OpenAI's agent framework: batteries included, lock-in optional
A Python SDK that wraps LLM orchestration in familiar abstractions—agents, handoffs, guardrails—while quietly letting you swap out the model backend.

What it does
The OpenAI Agents SDK gives you a structured way to build multi-agent workflows in Python. You define agents with instructions and tools, wire them together via handoffs or nested tool calls, and let a Runner handle execution. The SDK also manages conversation history through Sessions, validates inputs/outputs with Guardrails, and traces everything for debugging.
The interesting bit
Despite the OpenAI branding, the SDK is provider-agnostic.
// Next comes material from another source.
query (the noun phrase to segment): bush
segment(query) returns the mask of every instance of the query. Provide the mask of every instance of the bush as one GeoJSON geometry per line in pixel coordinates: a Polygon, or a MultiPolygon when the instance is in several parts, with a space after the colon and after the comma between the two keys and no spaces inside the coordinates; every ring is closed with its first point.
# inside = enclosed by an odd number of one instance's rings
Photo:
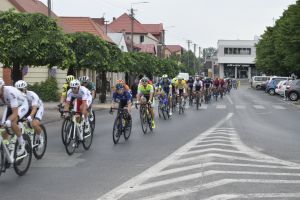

It supports the OpenAI Responses and Chat Completions APIs plus 100+ other LLMs via optional integrations like LiteLLM and any-llm. The “Sandbox Agent” concept (new in 0.14.0) is the less-hyped but more practical feature: agents that run inside a container with filesystem access, meant for actual work like inspecting repos, running commands, or applying patches across longer tasks.
Key highlights
- Handoffs and agents-as-tools: Delegate between agents either by passing control or by calling one agent as a tool from another
- Guardrails and human-in-the-loop: Built-in safety checks and explicit human approval points, not afterthoughts
- Tracing UI: Visual debugging of agent runs shown in the screenshot below
- Realtime voice agents: Support for
gpt-realtime-2with the full agent feature set - Optional extras: Voice support, Redis-backed sessions, and broad LLM compatibility via optional dependencies
Caveats
- Requires Python 3.10+; no mention of async-first design despite the concurrency-heavy domain
- The “100+ other LLMs” claim depends on external integrations (LiteLLM, any-llM); native support details are unclear from the README
- Sandbox agents currently show a Unix-local client in examples; container portability isn’t demonstrated
Verdict
Worth a look if you want structured agent orchestration without committing to a single model provider. Skip it if you need deep custom control over the execution loop or if you’re already happy with a lighter wrapper like raw LangChain or a hand-rolled state machine.